Featuring pretty much the full ensemble here in a range of random characters that Phoebe Fox’s Anne encounters on her way, there’s much more energy to this piece, also played in traverse. It also starts off with some brilliantly comic scenes which were genuinely hilarious – I kind of love Kirsty Bushell now – but much like Anne’s journey which wanders aimlessly around, Basden’s writing loses focus quite badly, yet still continues and so a more serious tone takes over but with little sense of what is actually being said. An ending is finally meandered to but not after some time and so despite the promising beginning, the patience was definitely tested here.

As a converted space and one which is intentionally so very flexible, the temporary seating is a set of cushioned benches (you can ring up to book the back row so you have something to lean against if you have worries about this) and both of these shows were played in traverse.

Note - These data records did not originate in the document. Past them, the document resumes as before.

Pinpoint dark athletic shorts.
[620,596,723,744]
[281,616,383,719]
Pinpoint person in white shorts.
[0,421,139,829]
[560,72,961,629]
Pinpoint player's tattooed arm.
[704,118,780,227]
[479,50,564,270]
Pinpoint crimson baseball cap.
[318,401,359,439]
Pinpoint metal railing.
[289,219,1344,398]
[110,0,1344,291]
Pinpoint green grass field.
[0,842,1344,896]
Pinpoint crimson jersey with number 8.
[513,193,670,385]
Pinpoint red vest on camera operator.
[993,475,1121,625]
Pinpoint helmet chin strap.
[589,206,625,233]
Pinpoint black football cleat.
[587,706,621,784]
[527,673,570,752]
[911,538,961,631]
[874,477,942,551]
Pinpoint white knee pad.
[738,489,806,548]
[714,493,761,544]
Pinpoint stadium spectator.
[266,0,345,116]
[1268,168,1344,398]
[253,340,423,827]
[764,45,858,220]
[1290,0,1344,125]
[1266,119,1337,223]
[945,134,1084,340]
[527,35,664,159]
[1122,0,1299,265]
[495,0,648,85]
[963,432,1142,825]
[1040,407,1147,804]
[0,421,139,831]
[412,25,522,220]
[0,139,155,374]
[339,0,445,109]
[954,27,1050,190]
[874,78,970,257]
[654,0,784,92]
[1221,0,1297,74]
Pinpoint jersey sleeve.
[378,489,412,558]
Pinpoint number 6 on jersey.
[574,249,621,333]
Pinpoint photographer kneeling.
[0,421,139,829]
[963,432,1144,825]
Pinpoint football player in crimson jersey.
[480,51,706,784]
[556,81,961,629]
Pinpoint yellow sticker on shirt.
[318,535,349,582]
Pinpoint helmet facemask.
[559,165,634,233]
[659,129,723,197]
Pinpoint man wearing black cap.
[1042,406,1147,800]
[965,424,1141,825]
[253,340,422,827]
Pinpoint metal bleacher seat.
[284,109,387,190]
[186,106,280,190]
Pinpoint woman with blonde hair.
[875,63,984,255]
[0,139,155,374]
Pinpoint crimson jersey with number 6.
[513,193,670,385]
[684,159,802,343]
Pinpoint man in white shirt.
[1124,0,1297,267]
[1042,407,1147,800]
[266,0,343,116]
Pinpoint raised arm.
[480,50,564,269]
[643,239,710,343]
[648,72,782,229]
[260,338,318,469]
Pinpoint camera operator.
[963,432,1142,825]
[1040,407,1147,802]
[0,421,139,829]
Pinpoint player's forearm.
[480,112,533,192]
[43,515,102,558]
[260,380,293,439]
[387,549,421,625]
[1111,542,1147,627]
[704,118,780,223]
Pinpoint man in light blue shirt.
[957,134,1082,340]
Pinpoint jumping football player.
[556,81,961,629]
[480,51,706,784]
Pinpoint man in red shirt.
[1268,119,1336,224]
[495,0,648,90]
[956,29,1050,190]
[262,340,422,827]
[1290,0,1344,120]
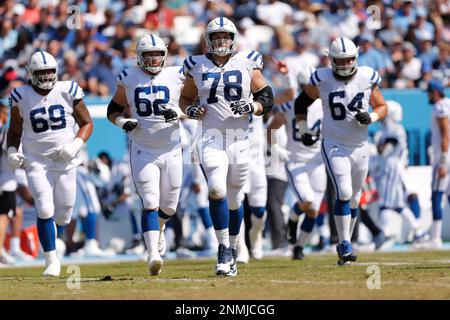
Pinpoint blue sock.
[431,191,443,220]
[56,225,66,238]
[350,208,359,218]
[334,199,350,216]
[316,214,325,227]
[300,215,316,233]
[130,211,139,235]
[82,212,97,240]
[158,209,172,222]
[37,217,56,252]
[408,195,422,219]
[228,204,244,236]
[141,210,159,233]
[209,198,230,230]
[292,203,303,216]
[197,208,212,229]
[250,207,266,218]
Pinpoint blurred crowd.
[0,0,450,97]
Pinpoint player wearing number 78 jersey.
[295,37,387,265]
[180,17,273,276]
[107,34,184,275]
[8,51,93,276]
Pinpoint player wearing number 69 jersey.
[108,34,184,275]
[295,38,387,265]
[180,17,273,276]
[7,51,93,276]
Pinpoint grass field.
[0,251,450,300]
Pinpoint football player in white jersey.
[108,34,184,275]
[8,51,93,276]
[415,79,450,249]
[295,37,387,265]
[374,100,422,241]
[268,69,327,260]
[180,17,273,276]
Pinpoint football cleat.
[336,240,356,266]
[227,249,237,277]
[215,244,235,276]
[42,256,61,277]
[158,225,166,256]
[287,219,298,244]
[147,255,164,276]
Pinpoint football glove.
[160,109,178,122]
[302,132,319,147]
[116,116,138,132]
[186,106,205,120]
[230,101,255,116]
[355,111,372,125]
[8,147,25,170]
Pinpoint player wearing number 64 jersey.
[7,51,93,276]
[295,38,387,265]
[107,34,184,275]
[180,17,273,276]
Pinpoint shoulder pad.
[9,87,22,107]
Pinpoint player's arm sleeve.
[68,81,84,101]
[245,50,264,70]
[183,56,197,77]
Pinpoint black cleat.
[292,246,305,260]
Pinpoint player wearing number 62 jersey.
[8,51,93,276]
[180,17,273,276]
[295,38,387,265]
[108,34,184,275]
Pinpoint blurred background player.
[295,37,387,265]
[416,79,450,249]
[108,34,183,275]
[268,69,326,260]
[8,51,93,276]
[180,17,273,276]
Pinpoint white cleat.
[147,255,164,276]
[158,225,166,256]
[42,257,61,277]
[413,238,442,250]
[83,239,115,257]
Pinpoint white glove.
[116,116,138,132]
[271,143,291,162]
[8,147,25,170]
[56,137,84,161]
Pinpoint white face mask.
[32,70,57,90]
[139,54,165,73]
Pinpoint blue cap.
[427,79,444,93]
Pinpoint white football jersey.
[249,114,267,158]
[310,67,381,147]
[183,51,263,135]
[117,66,184,150]
[10,81,84,170]
[277,99,323,162]
[431,98,450,163]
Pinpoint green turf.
[0,251,450,299]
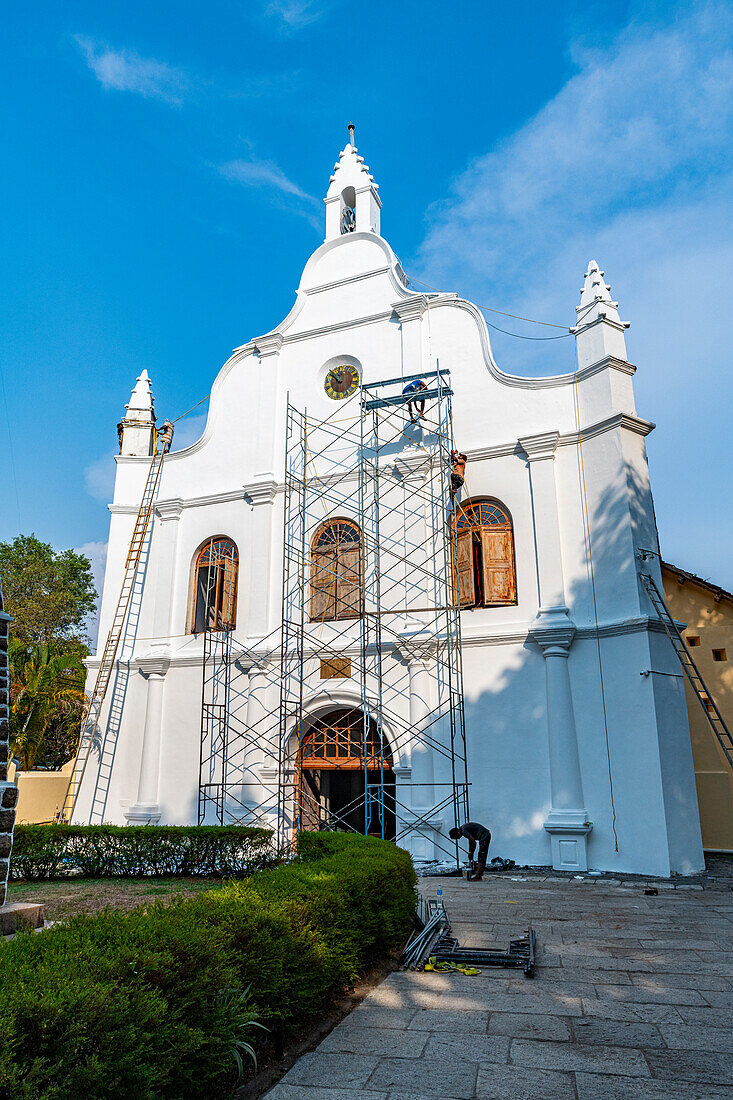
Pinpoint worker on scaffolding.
[402,378,427,424]
[450,450,468,496]
[449,822,491,882]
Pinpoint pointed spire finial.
[573,260,628,367]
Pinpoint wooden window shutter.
[220,553,237,630]
[453,529,475,607]
[310,550,336,619]
[336,549,361,619]
[481,527,516,606]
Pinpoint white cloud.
[264,0,327,33]
[218,156,321,229]
[76,542,108,648]
[84,454,116,504]
[75,34,189,107]
[413,4,733,587]
[420,7,733,294]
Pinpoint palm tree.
[9,638,85,771]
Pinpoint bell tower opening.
[324,124,382,241]
[341,187,357,233]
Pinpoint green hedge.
[10,825,274,879]
[0,834,415,1100]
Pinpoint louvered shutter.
[481,527,516,607]
[453,530,475,607]
[336,550,361,619]
[310,550,336,619]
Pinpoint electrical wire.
[0,358,22,531]
[573,338,619,851]
[407,275,572,340]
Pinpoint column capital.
[518,431,560,462]
[529,607,577,657]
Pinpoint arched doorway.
[294,707,395,840]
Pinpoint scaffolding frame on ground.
[193,371,469,860]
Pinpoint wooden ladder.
[639,572,733,768]
[58,422,173,822]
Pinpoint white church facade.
[74,137,703,876]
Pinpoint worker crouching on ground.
[449,822,491,882]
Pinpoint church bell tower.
[324,123,382,241]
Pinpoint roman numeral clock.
[324,364,359,402]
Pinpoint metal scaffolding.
[193,371,469,859]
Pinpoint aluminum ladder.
[638,571,733,768]
[58,420,173,822]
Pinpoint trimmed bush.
[10,825,274,879]
[0,834,415,1100]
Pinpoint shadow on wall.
[462,453,697,873]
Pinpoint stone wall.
[0,589,18,905]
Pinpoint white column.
[151,498,183,642]
[124,657,171,825]
[244,475,282,637]
[519,432,592,871]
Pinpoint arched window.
[310,519,361,622]
[192,537,239,634]
[455,501,516,607]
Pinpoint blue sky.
[0,0,733,611]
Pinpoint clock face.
[325,364,359,402]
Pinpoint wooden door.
[453,528,475,607]
[336,550,361,619]
[219,553,237,630]
[310,550,336,619]
[481,527,516,607]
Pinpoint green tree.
[0,535,97,649]
[8,638,85,771]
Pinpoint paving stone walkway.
[266,877,733,1100]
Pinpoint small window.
[192,538,239,634]
[310,519,362,622]
[453,501,516,608]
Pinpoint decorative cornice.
[155,496,184,520]
[135,653,171,679]
[518,431,560,462]
[303,266,391,297]
[392,294,428,325]
[569,314,631,337]
[529,607,578,657]
[467,413,656,462]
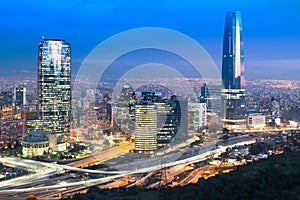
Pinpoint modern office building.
[0,92,13,106]
[247,113,266,129]
[14,87,26,107]
[222,11,245,129]
[115,83,136,134]
[135,102,157,153]
[37,39,71,133]
[188,102,206,135]
[13,87,27,114]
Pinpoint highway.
[0,136,255,195]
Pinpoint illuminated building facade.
[135,102,157,153]
[37,39,71,133]
[222,11,245,129]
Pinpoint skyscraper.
[222,11,245,129]
[135,102,157,153]
[37,39,71,133]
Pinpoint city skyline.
[222,11,246,129]
[0,1,300,80]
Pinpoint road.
[0,136,255,195]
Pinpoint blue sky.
[0,0,300,80]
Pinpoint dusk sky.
[0,0,300,80]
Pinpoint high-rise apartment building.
[37,39,71,133]
[222,11,245,129]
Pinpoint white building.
[247,113,266,129]
[135,104,157,153]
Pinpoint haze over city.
[0,0,300,80]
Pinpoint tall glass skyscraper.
[222,11,245,129]
[37,39,71,133]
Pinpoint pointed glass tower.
[222,11,245,129]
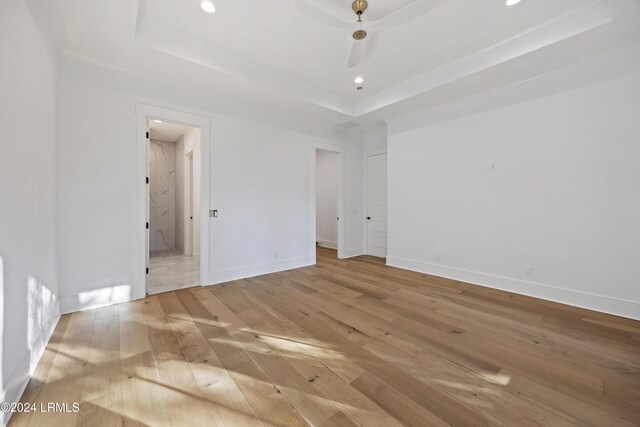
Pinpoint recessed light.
[200,0,216,13]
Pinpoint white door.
[366,153,387,258]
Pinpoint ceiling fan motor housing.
[351,0,369,16]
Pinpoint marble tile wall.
[149,140,176,251]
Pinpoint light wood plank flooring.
[11,249,640,426]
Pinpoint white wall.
[388,70,640,318]
[316,150,340,249]
[0,0,59,422]
[59,55,363,311]
[364,124,388,155]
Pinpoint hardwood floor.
[11,249,640,426]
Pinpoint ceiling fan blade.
[347,40,364,68]
[294,0,351,30]
[367,0,440,32]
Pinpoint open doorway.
[315,148,341,258]
[147,120,202,294]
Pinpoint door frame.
[132,102,211,299]
[362,148,389,255]
[310,141,346,263]
[182,150,195,256]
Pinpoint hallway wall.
[0,0,60,424]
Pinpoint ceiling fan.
[294,0,439,68]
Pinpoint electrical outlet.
[483,160,498,171]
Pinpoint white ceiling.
[148,120,192,142]
[31,0,640,130]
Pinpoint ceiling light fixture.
[200,0,216,13]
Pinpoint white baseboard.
[318,239,338,249]
[208,255,316,286]
[0,303,60,425]
[60,285,134,314]
[341,248,364,258]
[387,256,640,320]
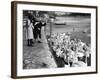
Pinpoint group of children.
[49,33,91,67]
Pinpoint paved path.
[23,27,57,69]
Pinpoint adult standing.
[26,17,34,46]
[33,21,46,43]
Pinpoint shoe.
[38,41,42,43]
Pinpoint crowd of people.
[48,33,91,67]
[25,15,46,47]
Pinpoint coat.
[26,20,34,39]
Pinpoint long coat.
[26,20,34,39]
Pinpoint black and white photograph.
[12,2,97,77]
[23,10,91,69]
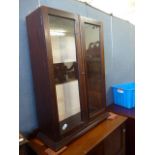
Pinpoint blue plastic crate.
[112,82,135,109]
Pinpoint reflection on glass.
[49,16,81,133]
[85,24,103,115]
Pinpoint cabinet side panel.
[26,9,58,139]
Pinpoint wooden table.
[107,104,135,155]
[27,115,127,155]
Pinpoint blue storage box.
[112,82,135,109]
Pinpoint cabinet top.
[28,115,127,155]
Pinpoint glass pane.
[85,24,103,115]
[49,16,81,133]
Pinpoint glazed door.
[49,12,85,134]
[81,18,106,118]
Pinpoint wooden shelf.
[107,104,135,119]
[30,115,127,155]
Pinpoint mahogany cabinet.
[26,6,108,150]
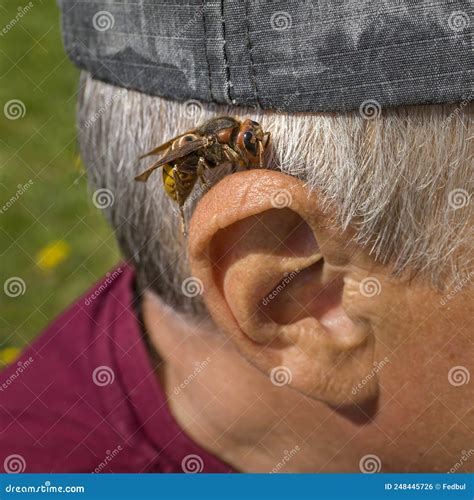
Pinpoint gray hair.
[78,74,474,314]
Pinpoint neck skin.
[142,292,374,472]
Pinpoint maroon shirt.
[0,266,231,472]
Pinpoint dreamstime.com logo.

It wasn’t the most uncomfortable of evenings truth be told but I suppose it depends on how involved you get: Nightwatchman became more of a trial because I wasn’t enjoying the show… But the most perplexing thing about the whole shebang is the decision to start the shows off at 8.15pm. With a scheduled running time of 2 hours 30 minutes, this means that it doesn’t finish until 10.45pm at the earliest which is frankly ridiculous given that these are not long shows.

The intentions behind the Double Feature ethos are clearly honourable and ones that should definitely be commended, but it is important to remember that the constant pursuit of the holy grail of new writing doesn’t always equal the best of times. Sod’s law dictates that both plays in Double Feature 1 are apparently far superior as my drinking companions after the show ruefully told me (whilst also showing an impressive geographical knowledge of the Indian Ocean!) One might argue that as it is the National Theatre being a bit experimental so one ought to take the rough with the smooth but at £20 a ticket, I am not willing to be so forgiving.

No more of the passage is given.